I am glad you were able to get relief, especially since you would have been so unhappy if you didn't.
 
My philosophy in dealing with my tinnitus is simply... I acknowledge that I HATE having this, accept that there is a new interloper in my Life, I must do all I can to learn about this malady, search and read about all the different self-treatment options which may to some degree ameliorate my discomfort and then, ultimately.... become so absorbed in whatever I am doing that it retreats into the background as much as possible. Of course when I actively listen to it, it can drive me crazy since it has gotten worse (louder than in the beginning) but it does take some self-discipline to become - so to speak - master over T and re-direct my attention away from it. After all, I realize it is here to stay, unfortunately, so if I want to have any measure of quality of Life, I just have to deal with it. I do have to say though... that it has taken me much practice to accomplish this but thankfully, I have. Can I say that I do not miss the quietude which I had always relished and relied on when I've wanted to be alone? No... I can not. Of course I miss the absolute stillness of sound but it is what it is --- I don't have that any more and ruminating on what was... serves no constructive purpose for me.

Oh.. I know... I know... it is far easier said than done but when you read those countless past success stories and hear from the many active members here who have habituated, you really do become heartened and see that people can lead to a rich and fulfilling Life despite T. I am fully aware there are many here who have had to give up their chosen professions and I can empathize although I can not fully imagine their pain. Life will always throw in front of us many obstacles along the way, that's one thing we can count on and we have no other choice but to knock them down, one by one so we can triumph.

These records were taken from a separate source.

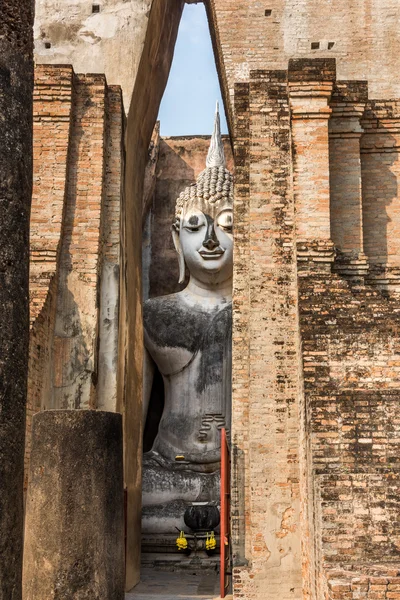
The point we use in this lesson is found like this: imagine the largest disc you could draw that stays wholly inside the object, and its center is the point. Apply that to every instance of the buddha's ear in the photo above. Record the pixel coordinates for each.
(178, 248)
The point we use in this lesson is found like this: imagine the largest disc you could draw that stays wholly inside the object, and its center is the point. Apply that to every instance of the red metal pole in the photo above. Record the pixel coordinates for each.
(224, 511)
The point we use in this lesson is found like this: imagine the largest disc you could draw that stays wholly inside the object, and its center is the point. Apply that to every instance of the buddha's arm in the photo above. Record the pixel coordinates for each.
(148, 375)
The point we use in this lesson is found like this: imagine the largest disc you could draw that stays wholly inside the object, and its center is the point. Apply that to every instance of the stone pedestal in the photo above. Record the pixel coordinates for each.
(74, 529)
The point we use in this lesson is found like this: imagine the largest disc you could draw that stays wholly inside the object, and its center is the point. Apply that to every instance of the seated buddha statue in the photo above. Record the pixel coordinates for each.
(188, 336)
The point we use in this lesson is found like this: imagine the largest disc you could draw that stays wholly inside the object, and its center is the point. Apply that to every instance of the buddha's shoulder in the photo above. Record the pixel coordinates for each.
(169, 320)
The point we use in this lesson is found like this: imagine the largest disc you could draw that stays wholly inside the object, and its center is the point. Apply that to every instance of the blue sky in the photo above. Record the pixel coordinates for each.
(188, 105)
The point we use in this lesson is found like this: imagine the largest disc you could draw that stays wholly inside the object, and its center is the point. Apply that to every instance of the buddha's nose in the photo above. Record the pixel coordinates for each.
(210, 241)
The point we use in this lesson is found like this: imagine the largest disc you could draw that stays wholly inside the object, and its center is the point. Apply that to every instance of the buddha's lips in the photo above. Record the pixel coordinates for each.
(211, 254)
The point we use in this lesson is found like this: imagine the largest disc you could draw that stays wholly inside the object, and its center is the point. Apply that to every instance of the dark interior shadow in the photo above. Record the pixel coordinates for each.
(380, 191)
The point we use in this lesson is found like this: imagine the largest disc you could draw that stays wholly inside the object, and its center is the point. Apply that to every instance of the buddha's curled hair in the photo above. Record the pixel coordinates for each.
(213, 185)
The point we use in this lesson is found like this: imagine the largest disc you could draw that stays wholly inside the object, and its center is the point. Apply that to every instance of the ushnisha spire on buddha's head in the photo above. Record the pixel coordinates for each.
(213, 184)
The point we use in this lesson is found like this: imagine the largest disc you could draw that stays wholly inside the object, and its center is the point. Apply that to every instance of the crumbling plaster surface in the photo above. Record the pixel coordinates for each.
(109, 41)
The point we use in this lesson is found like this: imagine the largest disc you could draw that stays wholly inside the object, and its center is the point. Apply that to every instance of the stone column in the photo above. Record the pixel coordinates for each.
(16, 84)
(310, 83)
(347, 104)
(74, 529)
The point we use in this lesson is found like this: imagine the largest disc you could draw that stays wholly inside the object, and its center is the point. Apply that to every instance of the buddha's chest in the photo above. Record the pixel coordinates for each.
(197, 341)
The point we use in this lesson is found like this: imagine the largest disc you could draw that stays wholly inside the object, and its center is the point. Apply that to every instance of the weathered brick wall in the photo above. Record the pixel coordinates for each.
(75, 241)
(347, 104)
(362, 36)
(75, 344)
(380, 160)
(111, 251)
(265, 411)
(344, 394)
(53, 99)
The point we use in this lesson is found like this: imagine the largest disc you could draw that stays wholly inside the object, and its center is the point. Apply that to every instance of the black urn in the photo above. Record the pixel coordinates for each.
(202, 517)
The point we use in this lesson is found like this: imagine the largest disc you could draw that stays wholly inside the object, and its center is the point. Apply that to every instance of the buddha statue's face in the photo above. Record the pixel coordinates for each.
(206, 241)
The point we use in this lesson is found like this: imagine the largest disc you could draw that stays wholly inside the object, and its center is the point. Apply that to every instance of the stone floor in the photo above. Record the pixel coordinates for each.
(156, 584)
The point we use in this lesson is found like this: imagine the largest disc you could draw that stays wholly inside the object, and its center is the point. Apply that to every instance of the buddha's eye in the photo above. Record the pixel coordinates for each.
(225, 220)
(193, 223)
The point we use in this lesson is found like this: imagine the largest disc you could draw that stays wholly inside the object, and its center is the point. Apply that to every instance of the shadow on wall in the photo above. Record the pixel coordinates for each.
(72, 374)
(379, 204)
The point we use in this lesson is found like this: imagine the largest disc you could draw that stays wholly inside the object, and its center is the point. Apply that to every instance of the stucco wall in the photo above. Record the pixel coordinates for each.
(109, 41)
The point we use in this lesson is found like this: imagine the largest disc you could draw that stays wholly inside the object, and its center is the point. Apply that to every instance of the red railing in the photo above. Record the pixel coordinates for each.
(225, 510)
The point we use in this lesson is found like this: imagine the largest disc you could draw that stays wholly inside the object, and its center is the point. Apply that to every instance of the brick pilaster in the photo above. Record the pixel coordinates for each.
(310, 84)
(380, 162)
(347, 104)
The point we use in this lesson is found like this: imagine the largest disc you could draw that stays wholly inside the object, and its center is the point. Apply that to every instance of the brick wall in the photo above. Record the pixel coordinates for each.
(324, 430)
(362, 36)
(53, 99)
(265, 410)
(351, 362)
(380, 160)
(75, 227)
(180, 161)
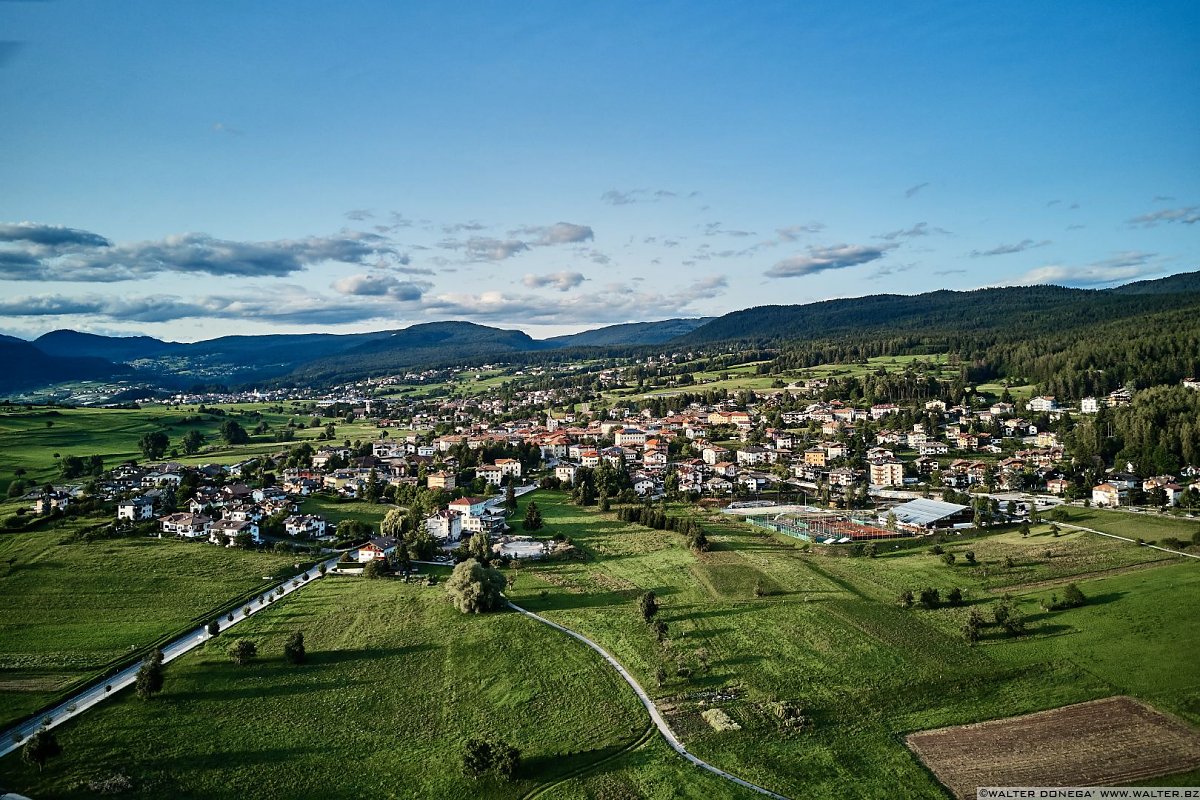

There is a particular phase I like which strikes a chord:

"It is better to light a candle than curse the darkness"

This is a Chinese proverb meaning better to do something about a problem than just complain about it. Further, a candle is a small answer to a large problem, but it is still a worthy step in the right direction, rather than just bemoaning the problem (of darkness) (tinnitus)

I've explained what my personal philosophy is and each person his his/her own approach.... what is yours?

Sending my best wishes.

Bobbie7.....this is a truly wonderful piece of writing, of thinking, of conceptualising.
This is the first time I have come across you on here - I'm not that great at navigating this site yet, but I'm so glad that I found you, courtesy of Kolisar's recommendation.
Thankfully, I have many more posts to read from you,
Very best wishes
Jazzer x
 
Bobbie7.....this is a truly wonderful piece of writing, of thinking, of conceptualising.

Thank you for your kind words which are appreciated.